The state's three largest sources of revenue are personal income taxes, sales and use taxes and corporate taxes.

For June, personal income taxes were 19.7% lower than the budget forecast at $13.6 billion, sales and use taxes were 2.8% lower, $99 million below projections and corporate taxes were 1.4% lower than anticipated, $146 million below projections.

July revenues were 13.5% lower than expected hitting $1.05 billion, while corporate taxes were 1.6% lower at $807 million and sales and use taxes were 6% lower than expected at $1.4 billion.

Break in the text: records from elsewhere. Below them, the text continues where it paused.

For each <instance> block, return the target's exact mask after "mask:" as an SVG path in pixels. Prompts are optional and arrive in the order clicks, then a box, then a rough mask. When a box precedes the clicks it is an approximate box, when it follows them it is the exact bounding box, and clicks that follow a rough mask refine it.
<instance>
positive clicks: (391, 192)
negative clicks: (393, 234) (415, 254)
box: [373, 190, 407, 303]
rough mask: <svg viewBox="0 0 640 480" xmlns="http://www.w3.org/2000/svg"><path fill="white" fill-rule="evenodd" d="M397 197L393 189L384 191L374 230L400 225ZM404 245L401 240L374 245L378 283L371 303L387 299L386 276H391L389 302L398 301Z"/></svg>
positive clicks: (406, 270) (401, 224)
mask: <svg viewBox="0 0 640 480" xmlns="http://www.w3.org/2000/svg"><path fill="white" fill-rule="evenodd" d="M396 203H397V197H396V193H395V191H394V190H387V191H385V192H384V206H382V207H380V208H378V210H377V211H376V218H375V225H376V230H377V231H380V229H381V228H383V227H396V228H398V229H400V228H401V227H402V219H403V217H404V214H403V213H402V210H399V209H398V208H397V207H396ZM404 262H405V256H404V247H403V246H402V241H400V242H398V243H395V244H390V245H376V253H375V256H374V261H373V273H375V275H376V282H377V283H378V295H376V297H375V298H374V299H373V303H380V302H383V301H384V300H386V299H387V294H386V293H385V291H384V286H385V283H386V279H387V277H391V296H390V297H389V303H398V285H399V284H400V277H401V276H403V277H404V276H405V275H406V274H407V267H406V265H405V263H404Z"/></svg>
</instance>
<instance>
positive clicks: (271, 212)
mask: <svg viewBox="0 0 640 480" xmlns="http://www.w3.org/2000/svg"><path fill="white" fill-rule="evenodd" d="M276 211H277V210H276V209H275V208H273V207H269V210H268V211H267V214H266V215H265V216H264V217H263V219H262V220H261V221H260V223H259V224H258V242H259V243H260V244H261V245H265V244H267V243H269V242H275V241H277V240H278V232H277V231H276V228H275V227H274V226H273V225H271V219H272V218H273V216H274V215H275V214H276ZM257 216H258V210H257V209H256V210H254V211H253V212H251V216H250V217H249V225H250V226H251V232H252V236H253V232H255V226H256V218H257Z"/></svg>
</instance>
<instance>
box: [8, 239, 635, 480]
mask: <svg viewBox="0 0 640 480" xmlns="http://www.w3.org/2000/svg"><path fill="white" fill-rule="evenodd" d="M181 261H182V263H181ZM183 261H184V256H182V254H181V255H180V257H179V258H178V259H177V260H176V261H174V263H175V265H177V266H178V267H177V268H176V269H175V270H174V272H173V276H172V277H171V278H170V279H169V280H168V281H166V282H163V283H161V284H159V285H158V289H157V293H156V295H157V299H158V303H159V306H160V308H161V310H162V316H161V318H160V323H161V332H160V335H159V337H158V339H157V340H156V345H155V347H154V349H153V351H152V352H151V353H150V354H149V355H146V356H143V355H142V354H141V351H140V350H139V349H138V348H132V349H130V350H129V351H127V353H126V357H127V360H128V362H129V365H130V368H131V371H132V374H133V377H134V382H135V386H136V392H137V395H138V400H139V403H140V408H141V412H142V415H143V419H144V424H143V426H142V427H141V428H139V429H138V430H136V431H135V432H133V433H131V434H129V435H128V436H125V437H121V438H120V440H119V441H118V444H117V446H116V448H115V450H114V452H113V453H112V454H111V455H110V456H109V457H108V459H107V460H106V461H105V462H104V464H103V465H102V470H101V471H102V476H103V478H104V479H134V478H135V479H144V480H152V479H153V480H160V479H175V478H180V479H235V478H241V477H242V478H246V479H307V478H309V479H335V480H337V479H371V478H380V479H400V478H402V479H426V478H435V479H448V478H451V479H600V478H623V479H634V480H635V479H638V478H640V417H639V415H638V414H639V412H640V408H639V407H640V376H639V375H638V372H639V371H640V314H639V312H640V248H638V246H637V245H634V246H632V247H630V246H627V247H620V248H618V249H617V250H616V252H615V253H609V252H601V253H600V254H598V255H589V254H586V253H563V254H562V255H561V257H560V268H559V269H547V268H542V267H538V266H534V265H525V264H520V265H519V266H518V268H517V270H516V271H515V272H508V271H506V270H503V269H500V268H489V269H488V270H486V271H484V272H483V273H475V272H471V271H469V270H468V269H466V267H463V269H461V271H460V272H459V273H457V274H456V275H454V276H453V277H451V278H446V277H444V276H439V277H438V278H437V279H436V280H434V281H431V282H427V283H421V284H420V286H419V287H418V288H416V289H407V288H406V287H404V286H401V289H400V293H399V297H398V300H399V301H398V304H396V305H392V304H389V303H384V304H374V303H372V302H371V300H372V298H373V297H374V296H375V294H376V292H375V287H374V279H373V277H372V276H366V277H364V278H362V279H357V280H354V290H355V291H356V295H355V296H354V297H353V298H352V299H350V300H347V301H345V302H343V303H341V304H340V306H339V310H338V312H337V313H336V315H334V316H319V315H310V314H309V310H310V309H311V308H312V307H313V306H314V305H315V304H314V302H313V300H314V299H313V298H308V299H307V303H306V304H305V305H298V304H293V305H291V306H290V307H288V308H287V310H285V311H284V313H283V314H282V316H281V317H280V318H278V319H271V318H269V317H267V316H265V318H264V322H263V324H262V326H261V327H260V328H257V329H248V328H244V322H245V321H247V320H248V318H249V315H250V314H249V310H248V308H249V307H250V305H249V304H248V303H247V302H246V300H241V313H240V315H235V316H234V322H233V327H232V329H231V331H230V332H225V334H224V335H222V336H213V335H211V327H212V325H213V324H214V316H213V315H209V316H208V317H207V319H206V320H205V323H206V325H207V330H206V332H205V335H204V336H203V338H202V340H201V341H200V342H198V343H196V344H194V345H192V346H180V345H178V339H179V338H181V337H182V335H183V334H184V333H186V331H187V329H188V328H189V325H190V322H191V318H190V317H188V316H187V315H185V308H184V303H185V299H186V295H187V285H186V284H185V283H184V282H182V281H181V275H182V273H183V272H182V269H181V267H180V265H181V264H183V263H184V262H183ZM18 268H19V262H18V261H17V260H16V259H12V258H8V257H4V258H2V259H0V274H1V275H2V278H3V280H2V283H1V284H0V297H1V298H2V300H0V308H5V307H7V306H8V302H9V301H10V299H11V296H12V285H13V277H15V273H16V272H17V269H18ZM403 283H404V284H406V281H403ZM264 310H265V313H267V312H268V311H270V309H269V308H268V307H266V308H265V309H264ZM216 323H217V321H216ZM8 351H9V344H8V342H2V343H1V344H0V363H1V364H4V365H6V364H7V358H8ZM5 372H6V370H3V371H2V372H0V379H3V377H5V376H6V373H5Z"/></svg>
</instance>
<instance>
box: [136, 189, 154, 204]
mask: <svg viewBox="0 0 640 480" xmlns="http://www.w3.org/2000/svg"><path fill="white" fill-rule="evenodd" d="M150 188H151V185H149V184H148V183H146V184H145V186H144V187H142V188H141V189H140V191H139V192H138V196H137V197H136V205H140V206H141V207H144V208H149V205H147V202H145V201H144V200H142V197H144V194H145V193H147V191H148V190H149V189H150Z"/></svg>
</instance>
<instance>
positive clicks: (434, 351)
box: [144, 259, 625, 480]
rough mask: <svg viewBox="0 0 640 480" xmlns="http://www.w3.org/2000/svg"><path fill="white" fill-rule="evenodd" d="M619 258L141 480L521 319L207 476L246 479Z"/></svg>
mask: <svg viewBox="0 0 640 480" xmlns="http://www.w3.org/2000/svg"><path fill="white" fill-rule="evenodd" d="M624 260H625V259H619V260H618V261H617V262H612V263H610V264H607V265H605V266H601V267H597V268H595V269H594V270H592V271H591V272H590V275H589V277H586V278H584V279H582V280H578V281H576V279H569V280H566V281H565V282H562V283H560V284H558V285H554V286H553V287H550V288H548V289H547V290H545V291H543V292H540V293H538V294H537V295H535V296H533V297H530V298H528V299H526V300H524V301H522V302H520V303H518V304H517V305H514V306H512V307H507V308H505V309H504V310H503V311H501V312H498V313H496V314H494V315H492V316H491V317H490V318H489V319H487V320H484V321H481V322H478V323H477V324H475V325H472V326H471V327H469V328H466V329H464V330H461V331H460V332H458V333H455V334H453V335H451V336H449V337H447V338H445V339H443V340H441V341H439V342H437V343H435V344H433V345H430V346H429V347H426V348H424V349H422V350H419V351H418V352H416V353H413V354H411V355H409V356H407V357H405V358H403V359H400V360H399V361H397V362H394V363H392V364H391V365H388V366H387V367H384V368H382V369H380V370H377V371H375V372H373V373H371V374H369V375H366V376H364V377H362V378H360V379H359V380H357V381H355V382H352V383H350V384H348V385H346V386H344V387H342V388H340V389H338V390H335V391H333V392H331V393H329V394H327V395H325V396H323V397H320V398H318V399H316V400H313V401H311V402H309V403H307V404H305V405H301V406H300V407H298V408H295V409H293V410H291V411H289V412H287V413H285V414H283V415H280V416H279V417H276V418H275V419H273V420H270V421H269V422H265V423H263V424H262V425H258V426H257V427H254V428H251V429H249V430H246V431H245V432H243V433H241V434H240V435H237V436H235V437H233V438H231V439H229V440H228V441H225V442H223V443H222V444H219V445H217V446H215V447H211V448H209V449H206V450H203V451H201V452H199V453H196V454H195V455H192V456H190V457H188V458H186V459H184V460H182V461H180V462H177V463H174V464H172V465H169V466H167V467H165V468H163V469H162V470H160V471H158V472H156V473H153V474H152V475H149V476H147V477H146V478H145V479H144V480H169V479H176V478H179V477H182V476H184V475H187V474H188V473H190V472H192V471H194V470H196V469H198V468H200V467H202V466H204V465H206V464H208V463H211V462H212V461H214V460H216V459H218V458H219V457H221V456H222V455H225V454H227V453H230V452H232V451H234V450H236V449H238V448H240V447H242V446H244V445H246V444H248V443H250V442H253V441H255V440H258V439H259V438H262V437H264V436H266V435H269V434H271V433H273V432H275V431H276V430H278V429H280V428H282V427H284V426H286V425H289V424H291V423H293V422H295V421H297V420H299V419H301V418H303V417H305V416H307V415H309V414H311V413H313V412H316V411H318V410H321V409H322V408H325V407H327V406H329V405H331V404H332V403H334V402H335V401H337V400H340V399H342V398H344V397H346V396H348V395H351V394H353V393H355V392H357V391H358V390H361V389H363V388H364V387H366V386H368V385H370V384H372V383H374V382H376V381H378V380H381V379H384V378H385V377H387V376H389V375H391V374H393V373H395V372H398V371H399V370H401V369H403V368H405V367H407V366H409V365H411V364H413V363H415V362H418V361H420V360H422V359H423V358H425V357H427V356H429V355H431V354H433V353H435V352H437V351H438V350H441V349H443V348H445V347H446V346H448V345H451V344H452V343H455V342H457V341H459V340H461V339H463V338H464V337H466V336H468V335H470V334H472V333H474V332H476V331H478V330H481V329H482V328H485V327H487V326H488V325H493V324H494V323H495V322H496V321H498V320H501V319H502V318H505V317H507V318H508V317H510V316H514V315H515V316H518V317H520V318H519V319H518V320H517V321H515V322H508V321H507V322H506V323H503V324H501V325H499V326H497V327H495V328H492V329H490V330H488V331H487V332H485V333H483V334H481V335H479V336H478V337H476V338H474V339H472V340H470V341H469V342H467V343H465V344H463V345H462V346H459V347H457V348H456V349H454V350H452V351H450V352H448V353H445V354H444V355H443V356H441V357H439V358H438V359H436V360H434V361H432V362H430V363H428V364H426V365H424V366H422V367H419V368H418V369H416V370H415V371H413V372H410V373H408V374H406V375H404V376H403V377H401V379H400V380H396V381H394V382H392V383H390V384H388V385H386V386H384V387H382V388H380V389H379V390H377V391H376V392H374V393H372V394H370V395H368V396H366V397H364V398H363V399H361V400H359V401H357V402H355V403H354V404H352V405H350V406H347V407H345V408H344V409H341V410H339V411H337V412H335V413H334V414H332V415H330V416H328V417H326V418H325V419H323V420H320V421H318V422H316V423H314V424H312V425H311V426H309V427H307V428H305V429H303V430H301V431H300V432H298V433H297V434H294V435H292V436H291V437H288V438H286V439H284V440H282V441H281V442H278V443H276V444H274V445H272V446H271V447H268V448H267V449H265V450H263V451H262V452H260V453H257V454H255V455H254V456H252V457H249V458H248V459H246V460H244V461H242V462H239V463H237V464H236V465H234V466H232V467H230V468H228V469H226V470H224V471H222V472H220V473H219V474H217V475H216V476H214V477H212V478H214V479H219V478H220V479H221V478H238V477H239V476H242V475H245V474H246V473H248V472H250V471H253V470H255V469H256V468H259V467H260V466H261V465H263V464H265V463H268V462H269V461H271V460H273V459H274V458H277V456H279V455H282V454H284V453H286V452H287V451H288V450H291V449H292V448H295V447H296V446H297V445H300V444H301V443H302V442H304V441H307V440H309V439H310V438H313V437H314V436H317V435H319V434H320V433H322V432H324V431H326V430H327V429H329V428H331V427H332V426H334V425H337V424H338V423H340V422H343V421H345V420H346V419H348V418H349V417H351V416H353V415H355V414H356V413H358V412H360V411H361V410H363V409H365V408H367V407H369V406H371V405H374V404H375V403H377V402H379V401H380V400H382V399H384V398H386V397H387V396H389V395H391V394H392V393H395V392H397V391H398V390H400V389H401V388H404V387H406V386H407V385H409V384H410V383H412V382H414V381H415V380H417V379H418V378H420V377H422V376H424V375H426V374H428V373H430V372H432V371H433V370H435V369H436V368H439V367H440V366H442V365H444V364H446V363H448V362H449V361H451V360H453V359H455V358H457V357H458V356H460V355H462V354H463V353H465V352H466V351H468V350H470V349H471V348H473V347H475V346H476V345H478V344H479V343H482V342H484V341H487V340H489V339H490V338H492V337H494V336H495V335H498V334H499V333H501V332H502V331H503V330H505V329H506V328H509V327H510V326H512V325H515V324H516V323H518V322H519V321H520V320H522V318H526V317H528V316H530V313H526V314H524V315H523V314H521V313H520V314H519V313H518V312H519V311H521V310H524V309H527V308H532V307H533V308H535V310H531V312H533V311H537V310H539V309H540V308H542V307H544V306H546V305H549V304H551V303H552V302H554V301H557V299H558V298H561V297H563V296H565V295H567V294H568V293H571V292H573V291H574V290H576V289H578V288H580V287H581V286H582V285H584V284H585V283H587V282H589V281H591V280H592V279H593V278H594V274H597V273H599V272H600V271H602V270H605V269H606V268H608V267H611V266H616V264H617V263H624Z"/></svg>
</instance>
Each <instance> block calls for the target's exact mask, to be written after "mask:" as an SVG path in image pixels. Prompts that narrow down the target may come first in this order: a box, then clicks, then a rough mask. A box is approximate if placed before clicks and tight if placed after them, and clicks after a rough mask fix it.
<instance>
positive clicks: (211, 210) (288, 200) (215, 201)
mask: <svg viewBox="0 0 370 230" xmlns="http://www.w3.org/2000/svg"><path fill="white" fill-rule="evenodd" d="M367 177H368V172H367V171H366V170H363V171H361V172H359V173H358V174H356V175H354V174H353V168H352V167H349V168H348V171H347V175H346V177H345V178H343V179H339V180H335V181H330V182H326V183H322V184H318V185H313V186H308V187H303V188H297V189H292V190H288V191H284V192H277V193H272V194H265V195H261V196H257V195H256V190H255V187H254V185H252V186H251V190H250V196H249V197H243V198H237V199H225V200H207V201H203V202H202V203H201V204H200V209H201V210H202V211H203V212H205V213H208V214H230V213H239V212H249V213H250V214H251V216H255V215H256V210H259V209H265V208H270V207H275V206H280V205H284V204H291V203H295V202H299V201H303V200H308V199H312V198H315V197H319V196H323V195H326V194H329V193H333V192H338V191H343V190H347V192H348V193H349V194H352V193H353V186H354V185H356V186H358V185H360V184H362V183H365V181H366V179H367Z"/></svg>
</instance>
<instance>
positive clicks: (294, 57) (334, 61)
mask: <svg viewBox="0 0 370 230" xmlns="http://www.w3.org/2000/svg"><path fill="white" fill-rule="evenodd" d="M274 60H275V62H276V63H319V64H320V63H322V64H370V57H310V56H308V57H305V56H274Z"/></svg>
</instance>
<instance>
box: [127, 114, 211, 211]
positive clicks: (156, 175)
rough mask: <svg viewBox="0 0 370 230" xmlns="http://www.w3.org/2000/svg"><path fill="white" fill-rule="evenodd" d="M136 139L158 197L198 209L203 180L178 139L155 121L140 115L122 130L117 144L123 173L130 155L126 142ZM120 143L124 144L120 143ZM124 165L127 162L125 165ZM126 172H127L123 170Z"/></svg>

Personal income taxes are the state's biggest revenue generator. Rating agencies have often commented in reports on how dependent the state is on capital gains and therefore personal income taxes from its wealthier residents.

All of the rating agencies have said the state's revenue volatility, because of the progressive income tax structure, and its dependence on high-net worth individuals, and thus the stock market, keeps it from having higher ratings.

In a recent report, S&P analysts noted that 62% of budgeted state general fund revenue comes from personal income tax, and about half of PIT is derived from the top 1% of state taxpayers, including their high proportion of income from capital gains.

The California Legislative Analyst's Office released a report estimating a 70% chance that fiscal 2022-23 general fund revenues could come in under budget.

"At the time of the May outlook, we cautioned that economic indicators were suggesting a slowdown could be on the horizon," Brian Uhler, deputy legislative analyst, wrote in the report published August 1. "More recent economic data has continued to point in this direction."

He noted, however, much of the fiscal year "lies ahead of us and there remains significant uncertainty about how much the state ultimately will collect — and the implications of unanticipated changes in revenues for the state's budget are not straightforward."